Teaching Point: This is when I tell kids explicitly what we will be working on. I say, “This week, we will be focusing on Author’s Purpose, which is the reason an author writes a text.” I tell them that it is important to understand the Author’s Purpose of a text so that they can read with purpose and have greater comprehension. I use an anchor chart to add the terms Persuade, Inform, and Entertain with an explanation of each (see resource).  


Active Engagement: This is where students get to try out the strategy that I just taught them. I show them a few different books and we discuss as a class the Author’s Purpose in writing each. Some good text samples to use include a textbook, a picture book, a student writing sample, an opinion piece from a newspaper, etc.


Link to Ongoing Work: During this portion of the mini-lesson, I give the students a task that they will focus on during Independent Reading time. Now that I’ve introduced Author’s Purpose, I tell them that when they are reading today, their job is just to notice the Author’s Purpose of the books in their browsing boxes. I want them to decide if each book is written to persuade, inform, or entertain. At the end of Reader’s Workshop, they will meet with their assigned reading partner to discuss what they noticed. I remind them that I will randomly choose a few students to share so that they make sure to complete their task. 

Guided Practice

45 minutes

Transition Time: Every day after the mini-lesson, students get 5 minutes of Prep Time to choose new books (if needed), find a comfy spot, use the bathroom, and anything else they might need to do to prepare for 40 minutes of uninterrupted Independent Reading. I set it up that way so that students have no reason to get out of their spots. They are expected to have 5 books in their browsing box at all times so if they finish a book they have others to choose from without moving around the room. They are also expected to have a pencil and sticky notes in their browsing boxes in case they need them for the day’s task. I strongly encourage them to use the bathroom so they do not need to go during reading time. At the end of the 5 minute Prep Time, I do a countdown, 5 4 3 2 1, Level 0 (referring to volume level). By the end of countdown, students must be in their spots and silent with all of the materials they need to sustain their reading. They must follow the distance rule of arm’s length apart from any other student.  They are not to get out of their spots for any reason so that they can focus on their book and their task. Because I use Independent Reading time to work with students one-on-one or in small groups, I really stress to the students that the teacher is not available to everyone during this time. I encourage them to problem solve on their own and hold all questions or comments until the end of Independent Reading time. All of this takes practice but once it is all in place, Independent Reading becomes a magical time when students are engrossed in their books and the teacher is free to meet individual needs of students through conferencing, strategy groups, or guided reading.
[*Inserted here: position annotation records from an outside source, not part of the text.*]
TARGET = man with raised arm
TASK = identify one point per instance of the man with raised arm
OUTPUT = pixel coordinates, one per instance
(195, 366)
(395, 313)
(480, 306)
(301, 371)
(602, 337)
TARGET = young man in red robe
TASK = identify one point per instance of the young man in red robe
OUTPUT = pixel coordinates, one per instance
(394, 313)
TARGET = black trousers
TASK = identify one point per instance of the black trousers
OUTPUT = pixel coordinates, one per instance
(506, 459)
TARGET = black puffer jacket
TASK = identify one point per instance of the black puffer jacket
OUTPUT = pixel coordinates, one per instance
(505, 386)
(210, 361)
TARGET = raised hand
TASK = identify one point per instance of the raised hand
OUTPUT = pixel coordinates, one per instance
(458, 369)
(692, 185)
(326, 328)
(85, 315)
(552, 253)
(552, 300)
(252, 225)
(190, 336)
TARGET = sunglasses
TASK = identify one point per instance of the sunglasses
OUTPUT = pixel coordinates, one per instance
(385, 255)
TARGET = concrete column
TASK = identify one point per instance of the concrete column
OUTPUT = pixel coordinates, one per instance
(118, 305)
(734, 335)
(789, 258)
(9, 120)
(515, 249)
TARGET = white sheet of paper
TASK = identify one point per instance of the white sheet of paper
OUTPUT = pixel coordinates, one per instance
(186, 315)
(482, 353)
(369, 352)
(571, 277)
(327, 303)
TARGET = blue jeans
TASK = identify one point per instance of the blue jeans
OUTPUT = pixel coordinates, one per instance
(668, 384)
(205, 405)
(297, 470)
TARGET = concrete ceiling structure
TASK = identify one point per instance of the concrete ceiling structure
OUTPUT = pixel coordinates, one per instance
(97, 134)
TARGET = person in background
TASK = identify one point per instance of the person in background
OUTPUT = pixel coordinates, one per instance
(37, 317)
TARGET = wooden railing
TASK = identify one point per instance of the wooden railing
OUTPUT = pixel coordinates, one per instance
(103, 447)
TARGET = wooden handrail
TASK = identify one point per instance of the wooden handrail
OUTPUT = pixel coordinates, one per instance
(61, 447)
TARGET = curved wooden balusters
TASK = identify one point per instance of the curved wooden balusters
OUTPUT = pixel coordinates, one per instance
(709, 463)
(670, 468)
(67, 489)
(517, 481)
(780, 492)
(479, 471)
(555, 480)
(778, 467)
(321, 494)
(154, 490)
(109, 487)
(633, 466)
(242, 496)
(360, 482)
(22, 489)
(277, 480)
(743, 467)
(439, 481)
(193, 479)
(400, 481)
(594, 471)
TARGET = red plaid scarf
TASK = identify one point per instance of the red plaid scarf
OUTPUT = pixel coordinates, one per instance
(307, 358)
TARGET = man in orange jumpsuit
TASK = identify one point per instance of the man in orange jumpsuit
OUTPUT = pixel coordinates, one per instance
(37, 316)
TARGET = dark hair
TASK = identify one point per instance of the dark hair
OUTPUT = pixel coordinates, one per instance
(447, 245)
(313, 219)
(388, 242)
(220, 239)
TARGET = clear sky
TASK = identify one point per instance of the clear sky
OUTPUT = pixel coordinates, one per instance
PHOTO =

Guided Practice: Today, I would be conferencing with students right at their comfy spots and asking them to explain the Author’s Purpose of the book they are reading. This is also when I could pull students for assessments, one-on-one reading, strategy groups, or guided reading groups.


5 minutes

Closing: At the end of 40 minutes, I remind students that their job during reading time was to notice the Author’s Purpose of their books. I ask them to repeat the term, Author’s Purpose. They were asked to decide if each book was written to persuade you, inform you, or entertain you. Then I ask them to meet with their reading partner to share what they noticed about Author’s Purpose. After partners have had a chance to share with each other, I ask a few students to share with the class. I then tell the class that we will focus on Author’s Purpose for the rest of the week. Reader’s Workshop has come to an end so students put their browsing boxes away and make sure the library is neat and organized.